Huntington Disease

PrintHuntington disease (HD) is an inherited degenerative brain disorder characterized by motor abnormalities and dementia produced by selective lesions in the cerebral cortex and, in particular, the striatum. There are presently no known conventional therapies available to alleviate HD symptoms or delay HD-associated striatal degeneration.

Cannabinoids possess various properties that show potential for the treatment of neurodegenerative disorders like Huntington disease,[1-4] and cannabinoid administration has shown efficacy in the treatment of HD in preclinical models[5-7] as well as in case studies.[8-9]

A 2009 randomized controlled trial assessing the use of a synthetic cannabinoid (nabilone) in 44 patients with HD demonstrated behavioral and symptomatic improvements in patients.[10] Two more recent human trials, both involving the use of plant-cannabis extracts (Sativex), have shown mixed results. While one study[11] identified no significant changes in patients’ motor subscores on the Unified Huntington’s Disease Rating Scale, patients participating in a second study did show motor score improvements following the initiation of cannabis therapy.[12]

Most recently, a 2021 literature review of 22 studies assessing the effects of either cannabis or cannabinoids on tremor, spasms, and other HD-related symptoms determined, “[T]he majority of studies showed statistically significant results favoring the use of medical marijuana, especially for improving motor symptoms and quality of sleep.” While acknowledging that further human trials are warranted, authors nonetheless concluded, “[W]e recommend that physicians consider prescribing medical marijuana as an adjunctive treatment for symptomatic relief to slow the progression or reverse spasms, tremor, spasticity, chorea, dystonia, behavioral neuropsychiatric and sleep disturbances in patients with Huntington disease.”[13]


[1] Luvone et al. 2009. Cannabidiol: a promising drug for neurodegenerative disorders? CNS Neuroscience & Therapeutics 15: 65-75.

[2] Sagredo et al. 2012. Cannabinoids: Novel Medicines for the Treatment of Huntington’s Disease. Recent Patents on CNS Drug Discovery 7: 41-48.

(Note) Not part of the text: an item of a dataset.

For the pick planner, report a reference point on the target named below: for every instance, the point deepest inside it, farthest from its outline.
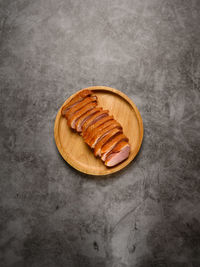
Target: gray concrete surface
(148, 215)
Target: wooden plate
(78, 154)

[3] Gowran et al. 2011. The multiplicity of action of cannabinoids: implications for treating neurodegeneration. CNS Neuroscience & Therapeutics 17: 637-644.

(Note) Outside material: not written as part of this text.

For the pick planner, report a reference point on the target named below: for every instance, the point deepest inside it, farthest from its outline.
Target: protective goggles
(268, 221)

[4] Sagredo et al. 2012. Cannabinoids: novel medicines for the treatment of Huntington’s diseaseRecent Patents on CNS Drug Discovery 7: 41-48.

[5] Sagredo et al. 2011. Neuroprotective effects of phytocannabinoid-based medicines in experimental models of Huntington’s disease. Journal of Neuroscience Research 89: 1509-1518.

[6] Valdeolivas et al. 2012. Sativex-like combination of phytocannabinoids in neuroprotective in malonate-lesioned rats, an inflammatory model of Huntington’s disease: role of CB1 and CB2 receptors. ACS Chemical Neuroscience 16: 400-406.

[7] Valdeolivas et al. 2017. Effects of a Sativex-like combination of phytocannabinoids on disease progression in R6/2 mice, an experimental model of Huntington’s disease. International Journal of Molecular Sciences 18: 684.

[8] Meisel and Friedman. 2012. Medical marijuana in Huntington’s disease: report of two cases. Medicine and Health, Rhode Island 95: 178-179.

[9] Curtis and Rickards. 2006. Nabilone could treat chorea and irritability in Huntington’s disease. The Journal of Neuropsychiatry and Clinical Neurosciences 18: 553-554.

[10] Curtis et al. 2009. A pilot study using nabilone for symptomatic treatment in Huntington’s disease. Movement Disorders 24: 2254-2259.

[11] Lopez-Sendon Moreno et al. 2016. A double-blind, randomized, cross-over, placebo-controlled, pilot trial with Sativex in Huntington’s disease. Journal of Neurology 263:1390-1400.

[12] Saft et al. 2018. Cannabinoids for treatment of dystonia in Huntington’s disease. Journal of Huntington’s Disease 7: 167-179.

[13] Akinyemi et al. 2020. Medical marijuana effects in movement disorders: Focus on Huntington disease; A literature Review. Journal of Pharmacy & Pharmaceutical Sciences 23: 389-395.